We upgrade our recommendation on Liberty Interactive Corp. to Neutral based on the improved performance of the QVC and eCommerce segments. The company reported mixed financial results for the first quarter of 2013. While revenues surpassed the Zacks Consensus Estimate, net income fell below the same.
Why the Upgrade?
We believe that the TV home shopping business will continue to flourish in the near future. The QVC division of Liberty Interactive has successfully transformed itself into a powerful global brand, which may boost Liberty Interactive’s revenues in the double-digits. The strategic move taken by management to offer QVC programs on wireless platforms, such as smartphones and tablets, was a huge success.
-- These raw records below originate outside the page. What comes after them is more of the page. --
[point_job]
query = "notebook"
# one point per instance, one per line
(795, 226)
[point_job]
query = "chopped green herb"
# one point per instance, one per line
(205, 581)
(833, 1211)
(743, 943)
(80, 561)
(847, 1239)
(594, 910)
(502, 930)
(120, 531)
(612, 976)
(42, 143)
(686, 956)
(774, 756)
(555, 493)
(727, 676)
Management believes that Liberty Interactive’s online sales in the U.S. will constitute more than 50% of the total revenue by 2014. The major thrust is coming from the growing adoption of high-end smartphones in the U.S. QVC is about to introduce a synchronized content for its mobile applications. This feature will enable smartphone users to get real time information about a product which is broadcasted on the TV show. This will promote online sales further.
According to a report of Internet Retailer, after Amazon.com Inc. (AMZN - Analyst Report) , QVC was the second-largest e-commerce retailer in the U.S. in 2012. QVC has become the market leader in the $8 billion TV home-shopping business. It commands an estimated 69% market share, far ahead of its nearest rivals, HSN Inc. (HSNI - Snapshot Report) and ValueVision Media Inc. . The TV home-shopping business has a stable customer base, which generally constitutes of women.
Exposure to international markets, such as Japan, Germany, Italy, the U.K. and China will enable QVC to achieve a high rate of growth. QVC is gradually expanding its presence in these developed markets. Currently, international markets provide 35% of QVC’s yearly revenues. The company is expecting this figure to reach 50% within the next 5 years.